Uno, y muy llamativo, es el de Luis García Montero, el actual director del Instituto Cervantes, dependiente del Ministerio de Asuntos Exteriores, Unión Europea y Cooperación. Ignoro si su nombramiento fue a propuesta del entonces ministro del ramo, Josep Borrell, o si se trató de un dedazo del propio Sánchez. Sea lo que fuere, el hombre ya ha visto pasar un total de tres ministros y ahí sigue, hasta el punto de que a estas alturas es el director que más años ha estado al frente del Instituto.

Pero la dirección del Cervantes García Montero la ha compaginado, entre otras actividades, con una colaboración semanal en el diario El País, donde lleva años estampando su firma todos los lunes en la contraportada. Confieso que siempre me ha sorprendido que un cargo público no viera impedimento alguno en compatibilizar su labor institucional con la escritura en prensa. Hablo, por supuesto, de una colaboración periódica; el que un político escriba de vez en cuando en los medios, y en especial si lo que escribe trata de asuntos que atañen a la tarea que está desarrollando y pueden considerarse, pues, de interés general, lo encuentro más que razonable. Pero no es el caso de García Montero. Como he indicado, el director del Cervantes escribe una columna cada lunes desde hace años, y encima en la página de mayor notoriedad del periódico, a excepción de la primera. No contento con esto, en vez de dejar a un lado la actualidad política y dedicar su artículo, pongamos por caso, a la lírica, la filatelia, la trashumancia o a algún suceso pintoresco del que haya sido testigo, García Montero se sumerge a menudo en el mismo cenagal en el que se va hundiendo, día tras día, el Gobierno al que sirve. Así, el lunes de la pasada semana arremetió en su columna contra los jueces. Perdón, no contra todos; sólo contra los que “se salen de su decencia profesional para sustituir a la voluntad del pueblo encarnada en la política [,] aprovechan la crispación y buscan protagonismo, convertidos en una autoridad social sin límites que no distingue entre denuncias, pruebas, indicios y sospechas”. Lo cual le llevaba a sentenciar: “Si este tipo de jueces consigue convertir su soberbia en costumbre jurídica, un poder judicial autopoderoso se convertirá en el problema más grave de la democracia”.

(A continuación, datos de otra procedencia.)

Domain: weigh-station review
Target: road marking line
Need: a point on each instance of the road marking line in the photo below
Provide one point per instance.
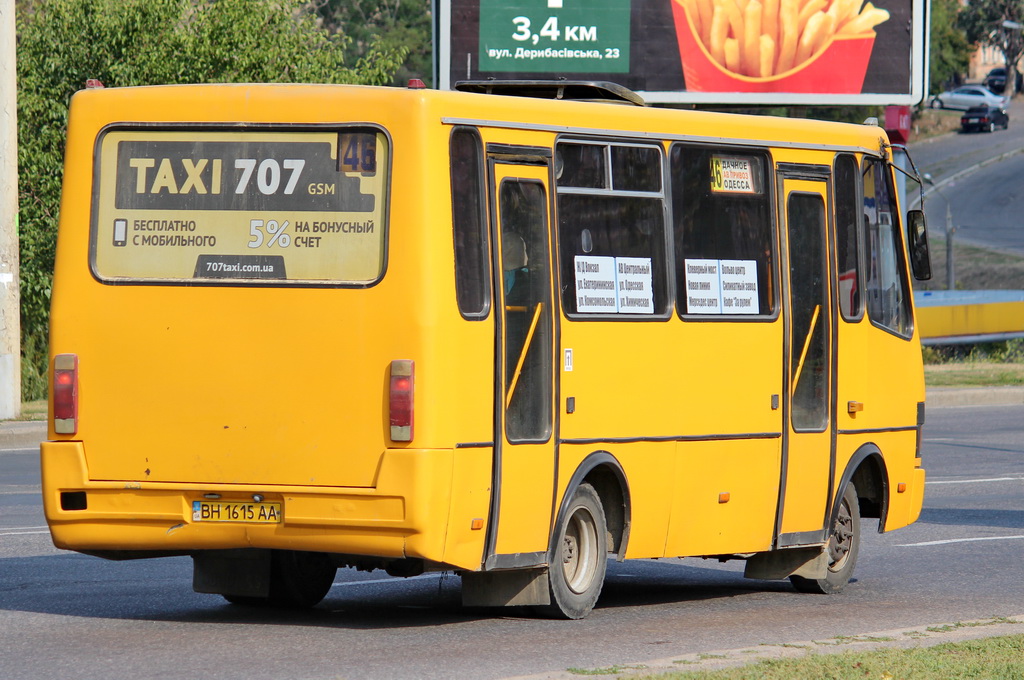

Que hable de decencia profesional quien no tiene inconveniente en cometer, o cuando menos en permitir, cuantas irregularidades sean necesarias con tal de favorecer a una subordinada facilitándole una plaza de funcionaria en el Instituto que dirige, tal como reveló aquí mismo Antonio Rodríguez, dice mucho de la probidad del columnista. Pero al margen del alegato contra “este tipo de jueces” –donde es fácil adivinar los nombres de todos aquellos que tienen en sus manos procedimientos judiciales vinculados a casos de corrupción que afectan al círculo familiar y político del presidente del Gobierno–, lo que en verdad resulta asombroso es el remedio propuesto por García Montero para impartir justicia: la Fiscalía, escribe, “el único contrapoder que puede enfrentarse a la soberbia judicial”. Y al referirse a la Fiscalía está pensando, claro está, en el fiscal general y su tropel de seguros servidores, que no han dudado en recurrir a los medios más rastreros para entorpecer la tarea de la justicia cuando esta podía perjudicar los intereses de Pedro Sánchez. Así las cosas, que esta misma semana haya trascendido que el magistrado del Tribunal Supremo Ángel Hurtado ha dictado un auto por el que se envía a juicio al fiscal general Ángel García Ortiz y a Pilar Rodríguez, fiscal jefe provincial de Madrid, acusados de filtrar datos privados del novio de la presidenta de la Comunidad de Madrid siguiendo indicaciones de Presidencia del Gobierno, no habrá sino confirmado, a ojos de García Montero, la magnitud de la soberbia de “este tipo de jueces”.

Valga como circunstancia eximente de su, llamémosle, pensamiento, la información que sobre el caso viene publicando el propio periódico en que García Montero publica, lunes tras lunes, sus columnas y que sin duda es el suyo de cabecera. Y también, claro –aunque aquí no hay absolución posible, sino terca persistencia en un despotismo institucionalizado–, el que, como buen comunista, lo que en el fondo desearía es un poder judicial subordinado al poder político. Eso sí, siempre y cuando mandaran los suyos.